Buffett revealed one of the most profound insights anyone has ever told me about the media (just fyi, I was publisher of Forbes Magazine for 20 years):

“The biggest sin in journalism is that a journalist has to start with a working hypothesis but they don’t always give that up when the facts prove it’s incorrect or misleading.”

His point is that once a journalist gets a hot lead they poke around with a few reliable sources that are likely to be confirmatory, like your competitors or plaintiff attorneys suing you or disgruntled employees. With all that confirmation making them look smart, it can be hard for a journalist to back down.

Here’s the problem. Journalist sources must be quotable and on the record, always available for deadlines. Now ask yourself, why would someone of that caliber be so generous with their time? Because they have an ax to grind or a bank account to fill.
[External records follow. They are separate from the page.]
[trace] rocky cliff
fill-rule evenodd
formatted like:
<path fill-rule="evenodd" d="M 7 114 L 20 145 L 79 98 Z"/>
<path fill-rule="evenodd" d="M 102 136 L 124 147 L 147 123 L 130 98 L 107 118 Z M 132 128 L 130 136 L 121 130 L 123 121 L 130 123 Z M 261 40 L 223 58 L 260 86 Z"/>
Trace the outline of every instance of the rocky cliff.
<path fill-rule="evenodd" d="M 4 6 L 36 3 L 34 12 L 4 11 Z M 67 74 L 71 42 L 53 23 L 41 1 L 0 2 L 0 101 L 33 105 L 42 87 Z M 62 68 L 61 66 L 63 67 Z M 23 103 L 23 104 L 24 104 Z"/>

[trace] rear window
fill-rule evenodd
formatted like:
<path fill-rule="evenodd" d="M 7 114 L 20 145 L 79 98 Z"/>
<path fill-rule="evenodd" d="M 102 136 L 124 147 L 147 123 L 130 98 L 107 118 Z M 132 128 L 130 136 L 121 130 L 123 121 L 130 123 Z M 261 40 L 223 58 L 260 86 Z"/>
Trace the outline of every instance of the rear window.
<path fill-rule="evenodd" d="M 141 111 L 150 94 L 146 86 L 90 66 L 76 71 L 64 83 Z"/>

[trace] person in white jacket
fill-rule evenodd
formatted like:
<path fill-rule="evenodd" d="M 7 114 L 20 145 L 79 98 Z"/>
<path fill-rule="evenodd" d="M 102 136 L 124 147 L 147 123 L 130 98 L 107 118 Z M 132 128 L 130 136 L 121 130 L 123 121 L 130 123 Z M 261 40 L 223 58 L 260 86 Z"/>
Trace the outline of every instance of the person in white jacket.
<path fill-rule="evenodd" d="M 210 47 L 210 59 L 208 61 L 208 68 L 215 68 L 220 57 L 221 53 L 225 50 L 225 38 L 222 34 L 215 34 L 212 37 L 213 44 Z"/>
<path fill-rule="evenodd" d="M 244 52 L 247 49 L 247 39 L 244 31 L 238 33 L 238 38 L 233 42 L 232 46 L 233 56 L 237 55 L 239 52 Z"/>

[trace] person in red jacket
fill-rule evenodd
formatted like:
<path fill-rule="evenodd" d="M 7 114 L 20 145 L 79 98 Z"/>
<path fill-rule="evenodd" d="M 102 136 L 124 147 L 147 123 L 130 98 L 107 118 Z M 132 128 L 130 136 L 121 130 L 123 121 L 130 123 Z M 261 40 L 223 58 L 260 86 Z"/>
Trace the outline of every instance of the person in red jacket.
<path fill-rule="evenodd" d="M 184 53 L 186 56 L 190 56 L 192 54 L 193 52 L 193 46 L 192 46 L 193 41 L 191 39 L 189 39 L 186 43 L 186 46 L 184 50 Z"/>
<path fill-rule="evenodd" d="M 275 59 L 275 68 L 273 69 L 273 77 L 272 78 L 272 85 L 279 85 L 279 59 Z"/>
Which explains why the best journalist sources are often conflicted, a fact the journalist knows but loathes to admit. The cast of rogues can also include anti-business activist groups and government regulators. As Buffett told me:

“People who have a vested interest (in one side of the story) are feeding the journalist confirmatory material all along the line.”

The Buffett lesson is simple. You don’t want to hear the slime from the journalist, but better you know where he or she is coming from then read about it in someone’s Facebook feed that afternoon.

…..
9. If you want smarter journalists, then make them so.
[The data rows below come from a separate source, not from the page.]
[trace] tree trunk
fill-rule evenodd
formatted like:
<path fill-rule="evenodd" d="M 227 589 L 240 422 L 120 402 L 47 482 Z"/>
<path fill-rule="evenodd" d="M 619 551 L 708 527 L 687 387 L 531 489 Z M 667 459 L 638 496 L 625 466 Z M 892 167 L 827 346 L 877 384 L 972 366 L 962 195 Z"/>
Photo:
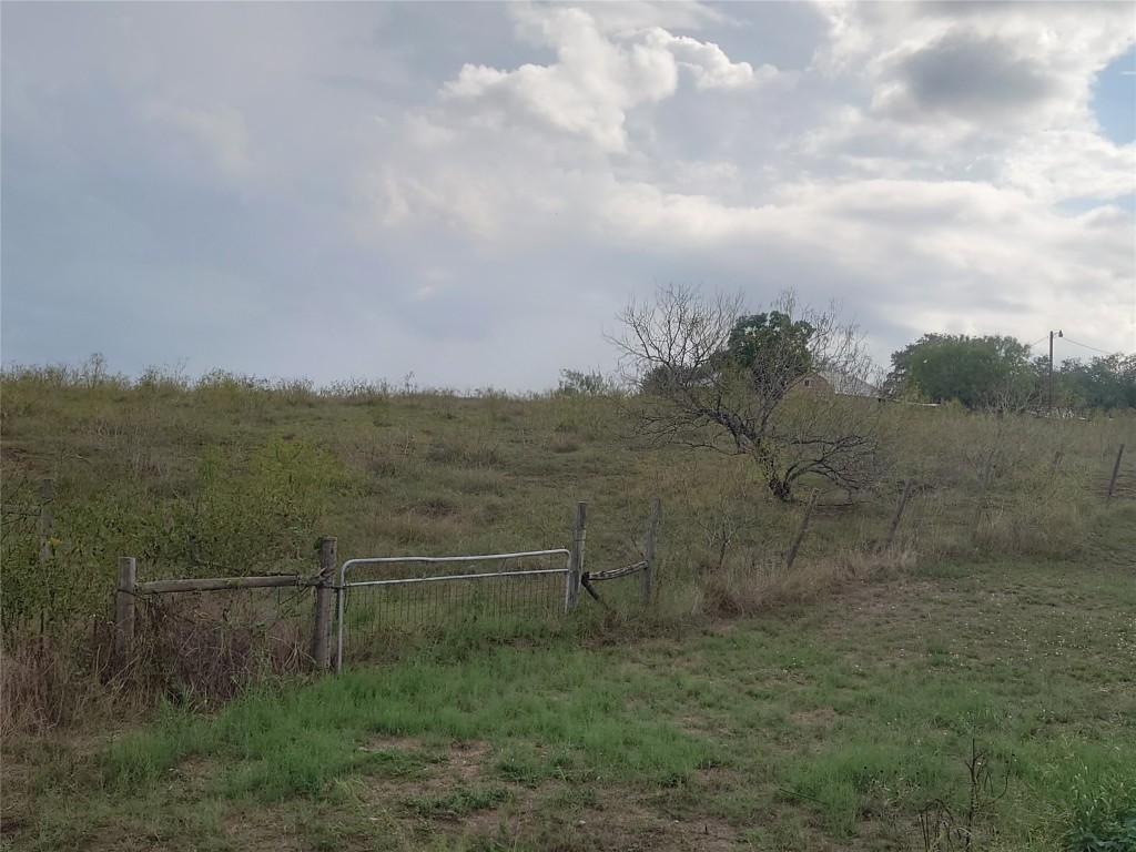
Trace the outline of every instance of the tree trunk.
<path fill-rule="evenodd" d="M 792 484 L 788 479 L 780 477 L 777 474 L 770 474 L 769 476 L 769 491 L 771 491 L 774 496 L 783 503 L 793 502 Z"/>

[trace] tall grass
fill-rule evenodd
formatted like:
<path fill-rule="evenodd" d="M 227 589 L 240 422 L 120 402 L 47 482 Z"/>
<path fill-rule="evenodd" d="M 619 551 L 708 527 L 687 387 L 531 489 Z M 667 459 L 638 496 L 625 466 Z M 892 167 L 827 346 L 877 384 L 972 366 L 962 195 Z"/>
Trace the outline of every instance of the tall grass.
<path fill-rule="evenodd" d="M 573 504 L 584 500 L 586 567 L 601 570 L 638 559 L 648 507 L 660 496 L 650 618 L 682 621 L 801 602 L 849 577 L 928 560 L 1080 558 L 1093 546 L 1116 448 L 1136 445 L 1131 416 L 1047 420 L 888 407 L 880 415 L 894 436 L 886 477 L 852 504 L 828 506 L 821 494 L 785 571 L 802 507 L 772 501 L 744 458 L 636 445 L 618 394 L 511 398 L 485 389 L 461 396 L 409 379 L 316 387 L 227 373 L 194 381 L 177 368 L 131 381 L 94 358 L 6 369 L 0 402 L 5 506 L 34 504 L 40 477 L 55 479 L 56 494 L 47 559 L 34 523 L 7 510 L 2 519 L 5 670 L 25 679 L 56 673 L 55 694 L 68 677 L 109 674 L 91 637 L 109 635 L 119 556 L 137 557 L 147 580 L 309 573 L 321 535 L 337 536 L 342 558 L 557 548 L 568 544 Z M 1134 495 L 1134 459 L 1127 453 L 1119 507 Z M 879 553 L 909 477 L 913 496 L 892 549 Z M 819 485 L 803 483 L 802 493 Z M 633 586 L 601 587 L 613 610 L 588 617 L 629 627 Z M 31 659 L 23 649 L 33 645 L 52 662 L 15 665 Z M 282 646 L 273 646 L 257 653 L 279 658 Z M 236 646 L 226 653 L 248 657 Z M 269 668 L 281 669 L 279 659 Z M 150 683 L 176 692 L 170 678 Z M 6 685 L 6 705 L 49 692 Z"/>

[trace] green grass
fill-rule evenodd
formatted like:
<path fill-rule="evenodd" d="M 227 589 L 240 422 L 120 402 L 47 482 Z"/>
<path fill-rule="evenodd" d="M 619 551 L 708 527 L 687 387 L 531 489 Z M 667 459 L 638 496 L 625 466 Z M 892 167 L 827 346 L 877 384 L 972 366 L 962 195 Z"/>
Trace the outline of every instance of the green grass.
<path fill-rule="evenodd" d="M 1134 812 L 1134 610 L 1131 566 L 1019 561 L 653 638 L 425 648 L 56 754 L 6 837 L 268 849 L 281 820 L 295 849 L 922 849 L 930 802 L 964 812 L 976 743 L 1005 786 L 976 849 L 1062 849 Z"/>
<path fill-rule="evenodd" d="M 785 571 L 802 507 L 745 459 L 628 441 L 615 398 L 0 381 L 3 503 L 56 482 L 49 560 L 3 518 L 6 852 L 920 850 L 933 804 L 955 841 L 974 810 L 980 849 L 1125 842 L 1136 456 L 1103 493 L 1130 417 L 892 409 L 882 483 L 821 506 Z M 321 535 L 341 559 L 557 548 L 584 500 L 600 570 L 638 559 L 654 496 L 646 613 L 610 583 L 568 618 L 356 634 L 318 678 L 294 600 L 277 635 L 268 599 L 187 599 L 100 668 L 123 554 L 147 580 L 311 571 Z M 286 653 L 215 665 L 242 619 Z M 1003 797 L 968 784 L 974 749 Z"/>

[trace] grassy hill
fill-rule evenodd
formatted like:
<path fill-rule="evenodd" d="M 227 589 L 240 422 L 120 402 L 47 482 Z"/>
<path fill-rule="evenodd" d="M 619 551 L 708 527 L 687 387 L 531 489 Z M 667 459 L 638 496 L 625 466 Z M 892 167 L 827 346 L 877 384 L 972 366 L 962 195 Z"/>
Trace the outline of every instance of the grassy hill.
<path fill-rule="evenodd" d="M 786 570 L 804 504 L 745 458 L 637 445 L 617 395 L 90 365 L 0 394 L 5 849 L 1126 849 L 1130 417 L 889 407 L 882 482 L 819 493 Z M 18 511 L 44 477 L 48 553 Z M 323 535 L 341 559 L 560 548 L 586 501 L 600 570 L 638 559 L 654 496 L 645 613 L 615 582 L 608 608 L 311 678 L 302 636 L 249 629 L 279 596 L 194 596 L 107 662 L 119 556 L 158 579 L 310 573 Z"/>

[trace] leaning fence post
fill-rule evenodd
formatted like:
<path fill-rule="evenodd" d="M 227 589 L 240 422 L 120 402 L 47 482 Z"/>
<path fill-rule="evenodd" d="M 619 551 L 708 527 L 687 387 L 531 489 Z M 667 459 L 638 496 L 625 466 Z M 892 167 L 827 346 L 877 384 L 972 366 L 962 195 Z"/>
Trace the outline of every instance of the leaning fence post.
<path fill-rule="evenodd" d="M 579 598 L 584 577 L 584 542 L 587 538 L 587 503 L 576 503 L 576 528 L 571 536 L 571 558 L 568 562 L 568 591 L 565 609 L 570 610 Z"/>
<path fill-rule="evenodd" d="M 887 527 L 887 536 L 884 538 L 884 546 L 880 548 L 880 551 L 885 551 L 892 546 L 892 540 L 895 538 L 895 531 L 900 526 L 900 518 L 903 517 L 903 507 L 908 504 L 908 498 L 911 496 L 911 485 L 912 479 L 909 476 L 908 481 L 903 483 L 903 493 L 900 494 L 900 502 L 895 507 L 895 515 L 892 516 L 892 523 Z"/>
<path fill-rule="evenodd" d="M 1120 476 L 1120 459 L 1125 456 L 1125 445 L 1120 444 L 1120 451 L 1117 453 L 1117 463 L 1112 466 L 1112 478 L 1109 479 L 1109 493 L 1104 496 L 1104 504 L 1108 506 L 1112 502 L 1112 492 L 1117 490 L 1117 477 Z"/>
<path fill-rule="evenodd" d="M 812 492 L 812 498 L 809 500 L 809 504 L 804 508 L 804 516 L 801 518 L 801 528 L 796 533 L 796 538 L 793 541 L 793 546 L 788 549 L 788 553 L 785 557 L 785 570 L 787 571 L 793 567 L 793 562 L 796 561 L 796 552 L 801 549 L 801 542 L 804 541 L 804 534 L 809 529 L 809 519 L 812 517 L 812 507 L 817 504 L 817 492 Z"/>
<path fill-rule="evenodd" d="M 334 596 L 336 540 L 319 540 L 319 577 L 316 582 L 316 617 L 311 636 L 311 658 L 316 668 L 326 669 L 332 663 L 332 599 Z"/>
<path fill-rule="evenodd" d="M 40 479 L 40 519 L 39 519 L 39 533 L 40 533 L 40 566 L 47 565 L 51 561 L 51 551 L 53 550 L 51 545 L 51 533 L 55 527 L 55 517 L 51 511 L 51 498 L 55 493 L 56 484 L 51 479 Z"/>
<path fill-rule="evenodd" d="M 970 541 L 978 543 L 978 527 L 983 523 L 983 510 L 986 508 L 986 492 L 991 485 L 991 470 L 994 468 L 994 453 L 986 457 L 986 467 L 983 468 L 983 488 L 978 492 L 978 506 L 975 507 L 975 523 L 970 527 Z"/>
<path fill-rule="evenodd" d="M 651 573 L 654 569 L 654 544 L 659 535 L 659 498 L 651 501 L 651 519 L 646 523 L 646 541 L 643 543 L 643 605 L 651 605 Z"/>
<path fill-rule="evenodd" d="M 125 666 L 134 646 L 134 593 L 137 562 L 134 557 L 118 558 L 118 594 L 115 599 L 115 659 Z"/>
It’s not uncommon to hear how journalists know so little about your business.

I asked Buffett if it frustrated him? He replied it was a fact of life, but it can cause journalists to underestimate the challenges and can affect their reporting, especially on complex or polarizing topics. Buffett said:

“Mickey Mantle once told me, ‘it’s amazing how easy this game is once you get up in the press box.”

The fact is, journalists aren’t paid to be experts on your business, they’re paid to know what their readers want to see and to be able to get a good story out of you. Period.

Your business is just a sideline for a journalist, a practical hobby at best.

Buffett went on to say,

“It’s a little hard for journalists to be planted in boardrooms around the country, but I do think that business journalists have to understand accounting and business practices.”

There is a small but profitable activity for a CEO willing to tutor the earnest reporter in the art of the deal and business best practices, especially as background during a slow news period. You need to start the training with the right reporters, take them under your wing before they need you or you need them. Over time, you’ll see how fast a study they are and the favor will pay itself back a thousandfold.

That’s for CEOs, but for others of us out there, we know we have to talk to people to try to get them to cover our stories. I have talked with a lot of reporters in my day — sometimes I get quoted, but many times I do not. It’s mainly that I want to point them to some facts and to have them cover it.

They can go looking for the human interest angle – I don’t do that myself, I’m a numbers nerd – to me, it’s more important that my message get out than it’s identified with my name.

So those are just a few thoughts for now.

I may pull apart the various strands of this death of expertise. After all, I have a direct interest in this, being an expert in my own way.